Lane, who has owned the business for 23 years, decided last year to list it for sale, so she may retire and spend time traveling with her husband and visiting family.
At the time, the bookstore’s three-year lease was coming up (Jan. 31, 2016), and the 68-year-old proprietor was optimistic the business would sell by then.
While its listing through Dickson Realty has garnered interest from potential investors, none are interested in managing the bookstore, Lane said.
Rather than let the business close as a result, Lane has decided to delay her retirement and remain at the helm through Sept. 30, with the hope a buyer can be found or a co-op formed in that time.
“I love what I do and have for the past 23 years,” she said. “If we don’t find a buyer, I guess I will have to let go — but not quite yet.”

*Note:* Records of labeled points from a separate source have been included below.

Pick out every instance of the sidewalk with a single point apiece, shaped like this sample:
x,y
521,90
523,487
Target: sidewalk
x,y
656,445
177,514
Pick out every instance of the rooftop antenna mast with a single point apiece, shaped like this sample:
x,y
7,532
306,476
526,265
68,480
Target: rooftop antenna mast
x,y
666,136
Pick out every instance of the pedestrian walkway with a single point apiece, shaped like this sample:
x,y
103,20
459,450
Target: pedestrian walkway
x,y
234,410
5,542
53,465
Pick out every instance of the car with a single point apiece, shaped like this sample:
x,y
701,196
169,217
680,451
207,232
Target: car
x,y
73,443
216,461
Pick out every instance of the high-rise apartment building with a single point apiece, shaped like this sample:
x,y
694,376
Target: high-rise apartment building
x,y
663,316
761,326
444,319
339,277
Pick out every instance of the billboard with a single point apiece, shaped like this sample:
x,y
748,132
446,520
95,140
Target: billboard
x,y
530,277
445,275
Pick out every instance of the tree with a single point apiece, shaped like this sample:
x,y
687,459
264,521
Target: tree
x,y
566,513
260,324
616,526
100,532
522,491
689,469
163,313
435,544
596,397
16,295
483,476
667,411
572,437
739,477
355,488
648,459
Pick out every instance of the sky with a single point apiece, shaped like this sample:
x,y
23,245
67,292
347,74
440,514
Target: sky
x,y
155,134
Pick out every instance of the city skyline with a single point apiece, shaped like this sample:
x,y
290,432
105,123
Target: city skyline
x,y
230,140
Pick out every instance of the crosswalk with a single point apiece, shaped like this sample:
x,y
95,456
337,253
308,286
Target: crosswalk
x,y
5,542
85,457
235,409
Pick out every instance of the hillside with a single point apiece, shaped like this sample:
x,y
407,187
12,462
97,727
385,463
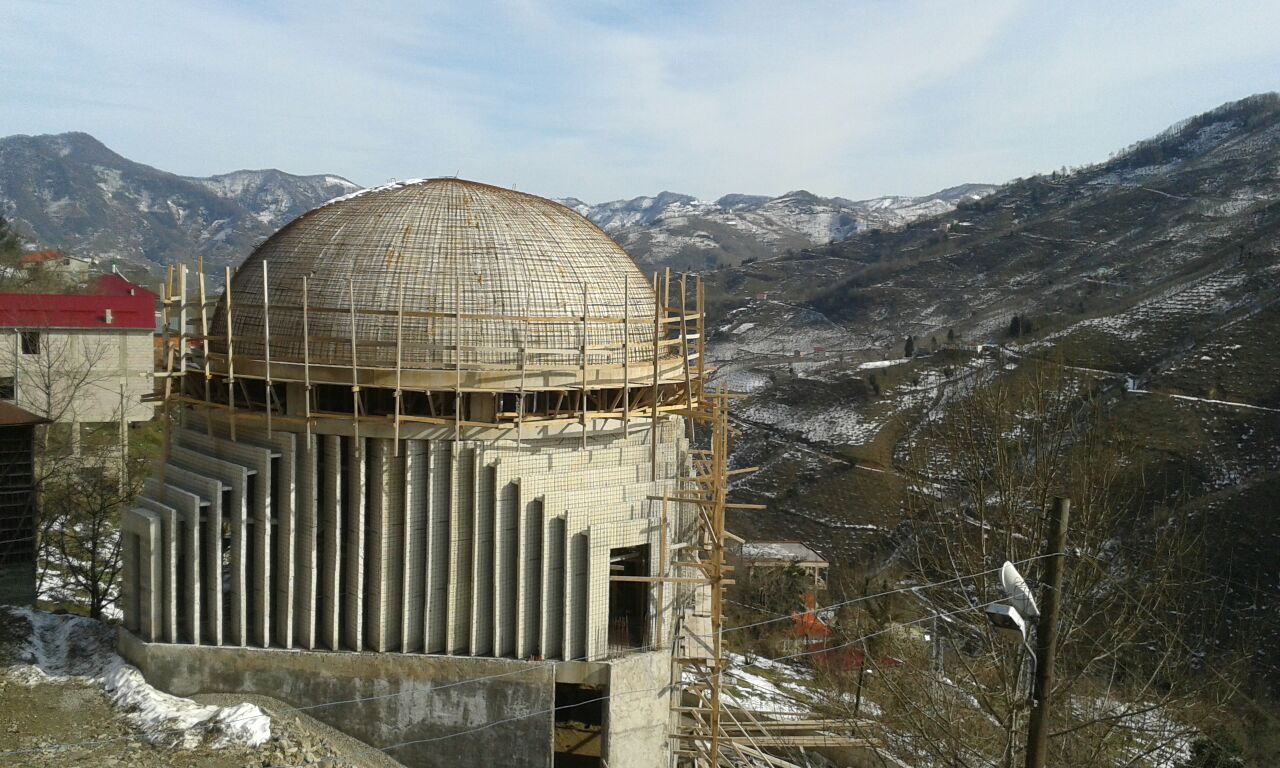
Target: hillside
x,y
688,233
1153,279
73,192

Since its long-term lease expired at the end of last month, the business at 11429 Donner Pass Road in the Westgate Shopping Center is now operating on a month-to-month lease, Lane said.
As of Thursday, the Bookshelf has been on the market for 173 days, according to Dickson Realty, with an asking price of $55,000, not including store’s inventory books, journals and more.
The value of the store’s inventory is roughly $90,000, Lane said.
“I am optimistic we will find a buyer … because we have some investors who want the store here,” she said. “… I think it’s important for (the) investor/manager to have a vested interest in the Bookshelf.”
The Bookshelf is the last remaining bookstore in Truckee/North Shore region, and when its sales were down in 2013 due in part to online competition and a then-recent move from its 20-year location in the Gateway Center, the community rallied behind it to keep its doors open.
“I hear all the time: ‘We love your bookstore. I wish I could buy the Bookshelf. Please don’t close,’” Lane said. “… They are our people, we don’t want to let them down.”